彼が亡くなったという新聞記事を送ったってシーンで、裁判長とか検事官の上司の人とか法廷弁護人とか、次々にいろんな大人がうつってて、ものすごい無念さを感じた。
意識的なのか無意識的なのか、ゲイという偏見が邪魔して子どもの最善の利益を考えることができなかった。

法廷で裁判長が話してた、「同性愛を隠さないことが当たり前だと思って育ってしまう」って言葉、一生納得できひん。これこそが偏見の現れやなって。


ルディが電話で「必ず連れ戻すから」って話したのに対してマルコが「約束?」って聞き返してて、最後のルディの歌の中にも約束って言葉が出てきててさらに悲しくなった。

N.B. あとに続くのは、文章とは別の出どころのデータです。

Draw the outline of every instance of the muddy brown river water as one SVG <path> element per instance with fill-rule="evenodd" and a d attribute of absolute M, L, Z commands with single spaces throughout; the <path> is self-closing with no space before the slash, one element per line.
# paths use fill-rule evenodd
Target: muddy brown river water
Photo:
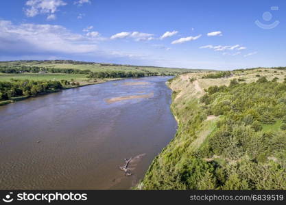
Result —
<path fill-rule="evenodd" d="M 169 78 L 109 81 L 0 107 L 0 189 L 130 189 L 176 133 Z M 119 167 L 130 157 L 126 176 Z"/>

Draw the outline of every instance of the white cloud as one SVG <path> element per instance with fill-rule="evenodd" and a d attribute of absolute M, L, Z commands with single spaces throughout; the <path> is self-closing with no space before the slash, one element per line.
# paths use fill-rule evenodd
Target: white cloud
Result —
<path fill-rule="evenodd" d="M 212 45 L 206 45 L 206 46 L 200 46 L 199 49 L 213 49 L 213 46 Z"/>
<path fill-rule="evenodd" d="M 167 31 L 167 32 L 165 32 L 164 34 L 163 34 L 160 37 L 160 39 L 163 39 L 163 38 L 169 38 L 169 37 L 173 36 L 174 36 L 174 35 L 177 34 L 177 33 L 178 33 L 178 31 Z"/>
<path fill-rule="evenodd" d="M 98 37 L 99 36 L 99 33 L 98 33 L 97 31 L 88 32 L 86 33 L 86 36 L 91 38 Z"/>
<path fill-rule="evenodd" d="M 91 30 L 92 29 L 93 29 L 93 26 L 88 26 L 86 28 L 82 30 L 82 31 L 84 32 L 88 32 L 90 30 Z"/>
<path fill-rule="evenodd" d="M 226 51 L 226 50 L 230 50 L 230 51 L 238 50 L 238 51 L 240 51 L 240 50 L 246 49 L 246 47 L 240 46 L 239 44 L 236 44 L 236 45 L 234 45 L 234 46 L 206 45 L 206 46 L 200 46 L 200 49 L 213 49 L 215 51 Z"/>
<path fill-rule="evenodd" d="M 82 19 L 86 14 L 79 14 L 77 18 Z"/>
<path fill-rule="evenodd" d="M 241 47 L 237 49 L 237 50 L 239 50 L 239 51 L 245 50 L 245 49 L 246 49 L 246 47 L 243 47 L 243 46 L 241 46 Z"/>
<path fill-rule="evenodd" d="M 188 42 L 188 41 L 191 41 L 191 40 L 195 40 L 198 39 L 200 37 L 201 37 L 202 35 L 198 35 L 197 36 L 189 36 L 189 37 L 186 37 L 186 38 L 179 38 L 178 40 L 176 40 L 174 41 L 173 41 L 171 42 L 172 44 L 181 44 L 185 42 Z"/>
<path fill-rule="evenodd" d="M 164 50 L 166 50 L 166 51 L 171 50 L 171 48 L 166 47 L 163 44 L 153 44 L 152 46 L 154 46 L 154 47 L 155 47 L 156 49 L 164 49 Z"/>
<path fill-rule="evenodd" d="M 213 32 L 208 33 L 207 36 L 222 36 L 222 31 L 213 31 Z"/>
<path fill-rule="evenodd" d="M 75 1 L 75 2 L 73 2 L 73 4 L 82 5 L 84 3 L 91 3 L 91 1 L 89 0 L 79 0 L 79 1 Z"/>
<path fill-rule="evenodd" d="M 237 49 L 238 47 L 239 47 L 239 45 L 237 44 L 237 45 L 231 46 L 230 48 L 229 48 L 229 49 L 230 50 L 233 50 L 233 49 Z"/>
<path fill-rule="evenodd" d="M 232 55 L 233 55 L 233 56 L 235 56 L 235 55 L 239 55 L 239 54 L 241 54 L 241 53 L 240 53 L 240 52 L 237 52 L 237 53 L 235 53 L 232 54 Z"/>
<path fill-rule="evenodd" d="M 130 35 L 130 32 L 121 32 L 116 33 L 110 37 L 110 39 L 124 38 Z"/>
<path fill-rule="evenodd" d="M 89 53 L 96 39 L 73 33 L 60 25 L 21 24 L 0 20 L 0 52 L 23 53 Z"/>
<path fill-rule="evenodd" d="M 154 39 L 154 38 L 152 37 L 153 36 L 153 34 L 141 33 L 138 31 L 121 32 L 112 36 L 110 37 L 110 39 L 114 40 L 117 38 L 132 38 L 135 41 L 151 40 Z"/>
<path fill-rule="evenodd" d="M 55 20 L 56 18 L 56 16 L 55 14 L 51 14 L 47 17 L 47 20 Z"/>
<path fill-rule="evenodd" d="M 57 12 L 58 8 L 65 5 L 67 3 L 62 0 L 29 0 L 26 2 L 27 8 L 25 9 L 25 13 L 28 17 L 34 17 L 40 14 L 47 14 L 47 19 L 51 20 L 56 16 L 49 16 Z"/>
<path fill-rule="evenodd" d="M 252 53 L 248 53 L 248 54 L 246 54 L 246 55 L 244 55 L 244 57 L 248 57 L 248 56 L 250 56 L 250 55 L 255 55 L 255 54 L 257 54 L 257 51 L 255 51 L 255 52 L 252 52 Z"/>

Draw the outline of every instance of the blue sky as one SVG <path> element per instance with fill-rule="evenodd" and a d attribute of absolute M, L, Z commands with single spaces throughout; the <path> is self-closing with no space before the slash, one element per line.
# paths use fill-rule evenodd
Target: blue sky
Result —
<path fill-rule="evenodd" d="M 286 1 L 2 0 L 0 60 L 286 66 Z"/>

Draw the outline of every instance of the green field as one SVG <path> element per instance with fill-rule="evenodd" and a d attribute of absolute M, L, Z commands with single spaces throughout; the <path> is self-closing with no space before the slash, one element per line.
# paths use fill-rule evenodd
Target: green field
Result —
<path fill-rule="evenodd" d="M 169 81 L 178 129 L 136 189 L 286 189 L 286 70 L 230 72 Z"/>
<path fill-rule="evenodd" d="M 14 62 L 0 62 L 0 66 L 38 66 L 44 68 L 72 68 L 79 70 L 90 70 L 91 72 L 100 71 L 132 71 L 132 72 L 198 72 L 201 69 L 185 69 L 174 68 L 161 68 L 153 66 L 141 66 L 130 65 L 117 65 L 112 64 L 99 64 L 91 62 L 82 62 L 75 61 L 14 61 Z M 208 71 L 211 70 L 204 70 Z"/>
<path fill-rule="evenodd" d="M 58 74 L 58 73 L 21 73 L 21 74 L 3 74 L 0 73 L 0 81 L 9 81 L 11 79 L 17 80 L 34 81 L 75 81 L 87 80 L 86 74 Z"/>

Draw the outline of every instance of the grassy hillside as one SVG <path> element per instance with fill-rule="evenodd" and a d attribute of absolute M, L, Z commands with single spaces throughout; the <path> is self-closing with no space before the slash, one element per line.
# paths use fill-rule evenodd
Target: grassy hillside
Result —
<path fill-rule="evenodd" d="M 199 69 L 184 69 L 160 68 L 154 66 L 137 66 L 130 65 L 117 65 L 113 64 L 99 64 L 93 62 L 82 62 L 68 60 L 55 61 L 14 61 L 0 62 L 1 66 L 34 66 L 40 68 L 56 68 L 61 69 L 89 70 L 91 72 L 123 71 L 123 72 L 150 72 L 162 73 L 179 74 L 182 72 L 198 72 Z M 206 70 L 207 71 L 207 70 Z"/>
<path fill-rule="evenodd" d="M 1 81 L 10 81 L 11 79 L 17 80 L 34 80 L 34 81 L 60 81 L 67 80 L 75 81 L 86 81 L 88 79 L 86 74 L 64 74 L 64 73 L 16 73 L 3 74 L 0 73 Z"/>
<path fill-rule="evenodd" d="M 169 82 L 178 122 L 139 189 L 285 189 L 286 71 L 186 74 Z"/>

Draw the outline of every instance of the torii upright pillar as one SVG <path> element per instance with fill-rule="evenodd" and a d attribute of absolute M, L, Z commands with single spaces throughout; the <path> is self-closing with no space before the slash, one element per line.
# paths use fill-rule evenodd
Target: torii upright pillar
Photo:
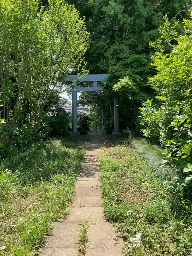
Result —
<path fill-rule="evenodd" d="M 74 82 L 73 84 L 72 93 L 72 113 L 73 116 L 73 135 L 78 135 L 77 132 L 77 84 Z"/>
<path fill-rule="evenodd" d="M 119 128 L 119 113 L 118 111 L 118 99 L 117 98 L 114 98 L 113 103 L 114 131 L 113 133 L 113 135 L 114 135 L 114 136 L 119 136 L 122 135 L 122 133 L 120 132 Z"/>

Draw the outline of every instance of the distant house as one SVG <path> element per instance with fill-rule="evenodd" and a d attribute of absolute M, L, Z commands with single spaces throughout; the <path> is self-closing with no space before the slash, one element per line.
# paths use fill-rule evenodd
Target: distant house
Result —
<path fill-rule="evenodd" d="M 72 103 L 66 103 L 64 104 L 64 108 L 66 112 L 72 113 Z M 90 106 L 89 105 L 82 106 L 79 105 L 77 107 L 78 114 L 79 116 L 85 116 L 89 114 Z"/>

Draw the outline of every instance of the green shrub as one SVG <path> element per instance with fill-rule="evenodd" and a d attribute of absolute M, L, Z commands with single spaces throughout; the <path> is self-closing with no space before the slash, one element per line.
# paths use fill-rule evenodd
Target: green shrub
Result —
<path fill-rule="evenodd" d="M 51 135 L 64 136 L 68 133 L 70 117 L 62 104 L 55 106 L 46 117 L 46 120 L 51 128 Z"/>
<path fill-rule="evenodd" d="M 80 116 L 78 120 L 78 129 L 89 131 L 91 124 L 90 118 L 87 116 Z"/>
<path fill-rule="evenodd" d="M 184 34 L 179 35 L 178 22 L 171 25 L 166 20 L 161 38 L 150 43 L 158 72 L 150 82 L 162 101 L 155 105 L 148 100 L 140 108 L 144 136 L 166 147 L 163 165 L 172 174 L 166 175 L 165 183 L 170 182 L 169 188 L 181 199 L 192 192 L 192 21 L 184 19 L 182 23 Z"/>

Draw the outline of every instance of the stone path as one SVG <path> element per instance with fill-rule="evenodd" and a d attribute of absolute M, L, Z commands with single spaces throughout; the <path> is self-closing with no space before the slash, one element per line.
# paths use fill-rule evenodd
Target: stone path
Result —
<path fill-rule="evenodd" d="M 98 157 L 101 137 L 93 137 L 83 164 L 83 170 L 76 184 L 76 193 L 70 215 L 63 223 L 54 223 L 53 236 L 48 238 L 39 256 L 78 256 L 80 224 L 88 220 L 89 242 L 87 256 L 122 256 L 124 244 L 115 229 L 105 221 L 101 204 Z"/>

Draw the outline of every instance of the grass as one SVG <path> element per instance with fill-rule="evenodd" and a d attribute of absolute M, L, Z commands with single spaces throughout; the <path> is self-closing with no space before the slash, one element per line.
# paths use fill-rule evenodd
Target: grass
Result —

ポールが送った手紙の中に「マルコはハッピーエンドが好きでした」ってあった。マルコ自身がハッピーエンドで終われなかったのがとても悔しい。それも彼のせいではなく世間や周りの大人のせいで。

母親と暮らす家に着いた時、マルコが「ここはうちじゃない」って言い続けてたのも悲しかった。


原題が「any day now」なのに対して邦題が「チョコレートドーナツ」になってるのがなんか不思議。
でも原題の直訳よりもこの邦題の方が好きかな。